La era COVID acabará posiblemente pronto, pero dejará un legado visible en ciudades y destinos turísticos. El concepto de vivienda, de ciudad y muy posiblemente de destino turístico ha cambiado sin que apenas la hayamos percibirdo, hecho que posiblemente llevará a replantearnos cómo deberá ser un destino turístico como Mallorca en el futuro.
Hoy en día, tras algo más de un año de pandemia, muchos de nosotros trabajamos, compramos, consumimos e incluso socializamos de forma diferente. Nuestro particular encierro que tanto nos ha recortado nuestro radio de acción ha hecho que repensemos nuestras viviendas y ciudades. Viajamos menos, nos paseamos más por nuestros barrios y pasamos más tiempo en nuestras casas por lo que queremos viviendas y ciudades más respetuosas con el medioambiente, más sostenibles, más humanas y, como no, también más bellas. Útil y bello, urbanismo y cultura en un Bauhaus renacido en que queremos que todo sea accesible en un cuarto de hora si no lo es digitalmente.

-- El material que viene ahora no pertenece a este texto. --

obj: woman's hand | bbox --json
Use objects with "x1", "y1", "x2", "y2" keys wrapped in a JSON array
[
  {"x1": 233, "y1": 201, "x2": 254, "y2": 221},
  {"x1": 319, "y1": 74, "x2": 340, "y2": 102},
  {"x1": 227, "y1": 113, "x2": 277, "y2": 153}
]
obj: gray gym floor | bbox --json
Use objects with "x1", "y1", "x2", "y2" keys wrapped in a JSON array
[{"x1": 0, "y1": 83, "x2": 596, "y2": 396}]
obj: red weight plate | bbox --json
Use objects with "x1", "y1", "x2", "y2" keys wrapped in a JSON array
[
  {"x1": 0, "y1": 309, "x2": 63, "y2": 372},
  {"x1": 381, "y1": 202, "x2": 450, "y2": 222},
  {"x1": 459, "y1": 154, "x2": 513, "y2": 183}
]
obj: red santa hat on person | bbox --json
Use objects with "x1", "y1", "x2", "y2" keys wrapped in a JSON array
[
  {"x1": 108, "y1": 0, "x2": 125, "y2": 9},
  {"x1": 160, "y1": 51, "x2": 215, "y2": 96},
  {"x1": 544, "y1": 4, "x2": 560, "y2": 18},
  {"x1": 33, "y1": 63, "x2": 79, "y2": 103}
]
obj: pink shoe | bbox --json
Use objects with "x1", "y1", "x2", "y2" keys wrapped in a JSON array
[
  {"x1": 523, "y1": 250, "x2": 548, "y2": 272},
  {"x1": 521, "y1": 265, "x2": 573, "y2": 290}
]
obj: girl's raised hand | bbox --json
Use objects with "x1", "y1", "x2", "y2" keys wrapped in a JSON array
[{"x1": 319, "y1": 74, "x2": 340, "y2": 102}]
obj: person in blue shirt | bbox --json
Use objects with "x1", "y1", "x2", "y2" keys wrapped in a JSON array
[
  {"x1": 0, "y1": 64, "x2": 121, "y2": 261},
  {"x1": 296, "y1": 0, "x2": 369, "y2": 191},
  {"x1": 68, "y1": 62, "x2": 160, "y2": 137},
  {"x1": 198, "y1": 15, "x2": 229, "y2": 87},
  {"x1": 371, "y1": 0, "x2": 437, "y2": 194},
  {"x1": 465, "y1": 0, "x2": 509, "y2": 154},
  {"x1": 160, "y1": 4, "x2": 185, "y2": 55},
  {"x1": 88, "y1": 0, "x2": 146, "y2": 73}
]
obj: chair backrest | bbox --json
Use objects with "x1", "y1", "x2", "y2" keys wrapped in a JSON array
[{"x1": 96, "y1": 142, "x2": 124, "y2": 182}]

El urbanismo por tanto vuelve a estar de moda. La digitalización permite que el trabajo sea ubicuo y que gracias a la creciente conectividad (que se incrementará con el 5G) se pueda elegir dónde vivir, no en función del lugar de trabajo, sino de nuestras preferencias de ocio. Si hace apenas un año el teletrabajo parecía desdeñarse, hoy está plenamente aceptado y muy posiblemente ha llegado para quedarse. Vivir cerca del mar o de la montaña y trabajar desde casa ha dejado de ser un lujo al alcance de unos pocos haciendo que destinos turísticos tradicionales de ocio como Mallorca o Canarias se convirtan en centros de trabajo de unos profesionales cada vez más deslocalizados.
Pero al mismo tiempo que nuestros antiguos visitantes en busca de ocio se convierten ahora en conciudadanos o propietarios de una segunda residencia cabrá plantearse si resulta aconsejable mantener una planta turística de más de seiscientas mil plazas. Hoy en día los destinos turísticos deben velar por su sostenibilidad evitando sobrepasar el umbral de su capacidad de carga. Mantener su atractivo conlleva limitar su crecimiento lo que al chocar con una creciente demanda genera un inevitable encarecimiento de la vivienda. En términos de esfuerzos salariales los mallorquines debemos pagar el equivalente a 16 años de salario para adquirir una vivienda de 80 metros cuadrados, es decir más de dos veces y media más de lo que es habitual.
Paralelamente existen en Mallorca un número no despreciable de establecimientos hoteleros en zonas maduras que necesitan una reconversión. El impedimento del cambio de uso de los establecimientos hoteleros actúa como una barrera que podría permitir ampliar la oferta de viviendas a cambio de amortizar las plazas de uso hotelero, mejorar la calidad de las zonas turísticas e incluso ampliar las dotaciones públicas por medio de convenios. Los destinos y las ciudades compiten entre sí para atraer talento e inversiones que permitan mejorar el bienestar de sus ciudadanos, pero la inflexibilidad de las normas y la falta de una estrategia clara pueden tener un alto coste económico. En este caso, facilitar la salida de plazas a cambio de diversificar la base económica del territorio con nuevos profesionales no parece una mala idea.
El concepto de smart city se traduce como ciudad inteligente, pero los territorios realmente inteligentes no son los meramente digitalizados si no los que son capaces de adaptarse y aprovechar sus oportunidades sin cegarse por modelos de ciudades que siguen mantras ideológicos.